Multiple gestation accounts for about 3% of all pregnancies. With an increase in the number of fetuses, scans become more complex, time consuming, and error prone; additionally, determination of zygosity is essential. The management of anomalous, discordant, or moribund co-twins differs significantly based on chorionicity ( Fig. 11.22 ). Monochorionic twins occur with a relatively constant frequency (1 : 250 pregnancies), unlike dichorionic twinning that may be influenced by race, heredity, maternal age, parity, and ART. Ultrasound assignment of chorionicity is most accurate for different-sexed dizygotic twins, but by evaluating sac appearance in early gestation, approaches this accuracy in gender-concordant pairs. Successful identification may occur throughout gestation by examining the dividing membranes at their placental origin. Dichorionic diamniotic twins are usually (95%) dizygotic, with independent risks for anomalies and placental malfunction. Monochorionic pairs are predictably monozygotic; attrition rates exceed 30% from early abortion, anomalies, and prematurity. Matched and isolated anomalies are both more common in monochorionic gestations; because of shared vasculature, loss of a co-twin may kill its sibling outright or produce severe neurologic damage in up to one-third of survivors.

Monochorionic TTTS, more common in females, is characterized by unbalanced, shared perfusion that restricts growth and amniotic fluid production in the donor and causes volume overload, cardiac dysfunction, and polyhydramnios in the recipient. Ultrasound staging has been used to time and to guide a variety of vascular ablation strategies. Serial amniocentesis may be helpful in milder cases. Management by these approaches has been modestly effective in decreasing stillbirths and prematurity in TTTS. Monoamniotic twins rarely experience TTTS but routinely encounter cord entanglements, resulting in high lethality rate of both fetuses ( Fig. 11.23 ). Management usually consists of a scheduled preterm cesarean prior to onset of labor. For all multiple gestations, serial ultrasound monitoring of growth, well-being, placental performance, and cervical length is common practice.
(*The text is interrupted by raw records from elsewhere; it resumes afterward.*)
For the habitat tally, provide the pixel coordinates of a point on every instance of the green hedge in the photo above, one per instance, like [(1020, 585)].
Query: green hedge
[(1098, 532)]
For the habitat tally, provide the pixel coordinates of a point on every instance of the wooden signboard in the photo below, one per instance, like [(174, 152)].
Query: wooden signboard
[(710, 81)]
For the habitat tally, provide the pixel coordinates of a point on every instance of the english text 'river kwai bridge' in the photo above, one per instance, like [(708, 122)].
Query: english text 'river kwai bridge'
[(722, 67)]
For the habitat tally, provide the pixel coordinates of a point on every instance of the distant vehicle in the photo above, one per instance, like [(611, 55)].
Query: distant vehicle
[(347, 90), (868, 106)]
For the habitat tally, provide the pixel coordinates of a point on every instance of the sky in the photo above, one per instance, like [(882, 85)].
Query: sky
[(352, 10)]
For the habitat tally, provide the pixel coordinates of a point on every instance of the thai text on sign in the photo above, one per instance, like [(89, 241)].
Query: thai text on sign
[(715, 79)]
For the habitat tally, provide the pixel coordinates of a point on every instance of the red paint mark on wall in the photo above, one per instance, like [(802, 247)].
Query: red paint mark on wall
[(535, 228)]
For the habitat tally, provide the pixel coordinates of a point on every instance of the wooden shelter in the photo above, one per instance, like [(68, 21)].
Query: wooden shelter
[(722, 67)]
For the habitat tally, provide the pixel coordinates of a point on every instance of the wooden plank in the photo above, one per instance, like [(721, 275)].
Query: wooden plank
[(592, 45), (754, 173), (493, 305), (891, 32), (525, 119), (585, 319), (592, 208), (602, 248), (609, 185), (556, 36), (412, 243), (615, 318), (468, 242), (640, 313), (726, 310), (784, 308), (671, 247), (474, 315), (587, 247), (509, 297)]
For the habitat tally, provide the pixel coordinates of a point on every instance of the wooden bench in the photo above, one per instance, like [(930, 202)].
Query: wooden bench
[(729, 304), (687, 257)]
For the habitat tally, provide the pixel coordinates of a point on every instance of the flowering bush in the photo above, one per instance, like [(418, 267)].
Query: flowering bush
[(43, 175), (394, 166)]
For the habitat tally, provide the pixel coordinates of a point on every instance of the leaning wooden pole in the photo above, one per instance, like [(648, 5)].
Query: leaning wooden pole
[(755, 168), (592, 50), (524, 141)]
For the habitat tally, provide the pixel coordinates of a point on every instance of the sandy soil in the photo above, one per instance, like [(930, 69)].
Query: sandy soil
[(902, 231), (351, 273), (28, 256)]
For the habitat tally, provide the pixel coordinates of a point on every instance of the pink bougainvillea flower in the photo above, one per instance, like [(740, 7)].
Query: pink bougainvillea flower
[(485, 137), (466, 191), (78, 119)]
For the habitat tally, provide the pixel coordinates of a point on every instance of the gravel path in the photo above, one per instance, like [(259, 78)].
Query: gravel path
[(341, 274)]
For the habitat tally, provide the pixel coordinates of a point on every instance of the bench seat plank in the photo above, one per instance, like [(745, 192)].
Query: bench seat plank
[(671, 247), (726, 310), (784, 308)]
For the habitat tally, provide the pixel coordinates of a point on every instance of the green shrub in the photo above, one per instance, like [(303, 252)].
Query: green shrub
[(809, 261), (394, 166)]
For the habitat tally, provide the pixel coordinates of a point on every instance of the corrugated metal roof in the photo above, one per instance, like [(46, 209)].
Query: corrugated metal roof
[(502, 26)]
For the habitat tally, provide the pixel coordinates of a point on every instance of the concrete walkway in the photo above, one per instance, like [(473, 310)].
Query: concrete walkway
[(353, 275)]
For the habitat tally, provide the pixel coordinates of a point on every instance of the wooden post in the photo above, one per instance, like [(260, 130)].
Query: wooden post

Twin reversed arterial perfusion (TRAP) sequence is another complication of monochorionic twinning, complicating approximately 1% of monozygotic pregnancies. Placentation among TRAP cases has been predominantly reported to be monochorionic diamniotic and to a lesser degree monochorionic monoamniotic twins. The proposed pathogenesis is the association of paired artery-to-artery and vein-to-vein anastomoses through the placenta combined with delayed cardiac function of one of the twins early in pregnancy. This situation allows blood pumped from the healthy twin “pump twin” to perfuse retrogradely the heart of the other twin, also known as the “acardiac” twin or “parabiotic twin.” Thus, flow in the artery and vein are reversed in the umbilical cord of the acardiac twin, giving rise to the acronym TRAP. Retrograde perfusion interferes with normal cardiac development, which rarely goes beyond the stage of tubular heart. Common abnormal findings in the “acardiac twin” include impaired or absent development of the cephalic pole, rudimentary or absent heart, abnormal or absent upper limbs, relative preservation of the lower limbs although clubbing and abnormal toes are common, abnormal viscera, and single umbilical artery. A common finding is massive edema around the upper body including the neck of the acardiac twin ( Fig. 11.24 A - C ).